Light Emitting Fibers for Crazy Clothes

Illustration: Zhitao Zhang

Thin light-emitting fibers that can be woven into textiles could be made into glowing clothes and other wearable electronics, researchers at Fudan University in Shanghai say.

Organic light-emitting diodes (OLEDs) are increasingly finding use in smartphones screens and televisions, offering a bright source of light with a wide range of colors that can be applied to rigid, curved, and even flexible surfaces. However, incorporating OLEDs into fabrics is difficult because they depend on cathodes that need relatively low amounts of energy to withdraw electrons completely from their surfaces. Such "low work function" materials—including calcium or magnesium—are sensitive to air, making them a problem for use in anything that can see as much use as fabric.

Instead, Zhitao Zhang at Fudan University in Shanghai and his colleagues explored devices known as polymer light-emitting electrochemical cells (PLECs). Like OLEDs, PLECs are usually made up of two metal electrodes connected to an electroluminescent organic semiconductor, but PLECs also incorporate salts into the light-emitting layer. This not only presents advantages such as high electron-to-photon conversion efficiency and high power efficiency compared to OLEDs, but PLECs also do not require low work function cathodes.

Now the scientists have developed a roughly one-millimeter-thick fiber-shaped PLEC consisting of a thin steel wire coated with a layer of zinc oxide nanoparticles, an electroluminescent polymer and an outer highly transparent layer of carbon nanotubes. These fibers can be twisted together and woven into patterns in lightweight, flexible, wearable textiles. Zhang, along with Huisheng Peng and their colleagues, detailed their findings online 18 March in the journal Nature Photonics.

The fibers can emit blue or yellow light from their entire surface when a few volts or more are applied between the inner metal wire and the outer carbon nanotube layer, and other colors might be possible in the future. The zinc oxide nanoparticles and the electroluminescent polymer are manufactured from simple solution-based processes that the scientists suggest could be scaled up for practical applications. The fibers "can be woven into light-emitting clothes for the creation of smart fabrics," Zhang said.

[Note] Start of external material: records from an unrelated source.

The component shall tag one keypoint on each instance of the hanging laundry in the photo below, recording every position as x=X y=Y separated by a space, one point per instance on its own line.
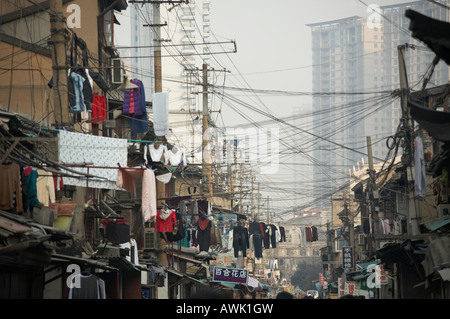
x=164 y=178
x=204 y=233
x=117 y=232
x=58 y=182
x=241 y=240
x=161 y=113
x=216 y=237
x=99 y=80
x=309 y=236
x=165 y=220
x=149 y=203
x=266 y=235
x=156 y=152
x=45 y=188
x=282 y=234
x=98 y=109
x=420 y=183
x=126 y=179
x=76 y=96
x=87 y=90
x=98 y=150
x=258 y=244
x=295 y=236
x=273 y=235
x=179 y=231
x=315 y=234
x=139 y=120
x=32 y=177
x=174 y=157
x=10 y=185
x=86 y=286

One challenge PLECs face is that their performance degrades over time: The brightness of these fibers decreases by half after only four hours of operation. However, electronics researchers Enrique Ortí and Henk Bolink at the University of Valencia in Spain, who did not take part in this study, noted in a review in Nature Photonics that PLECs now exist that can last for several thousand hours, suggesting that PLECs might one day be usable in long-lasting glowing fibers.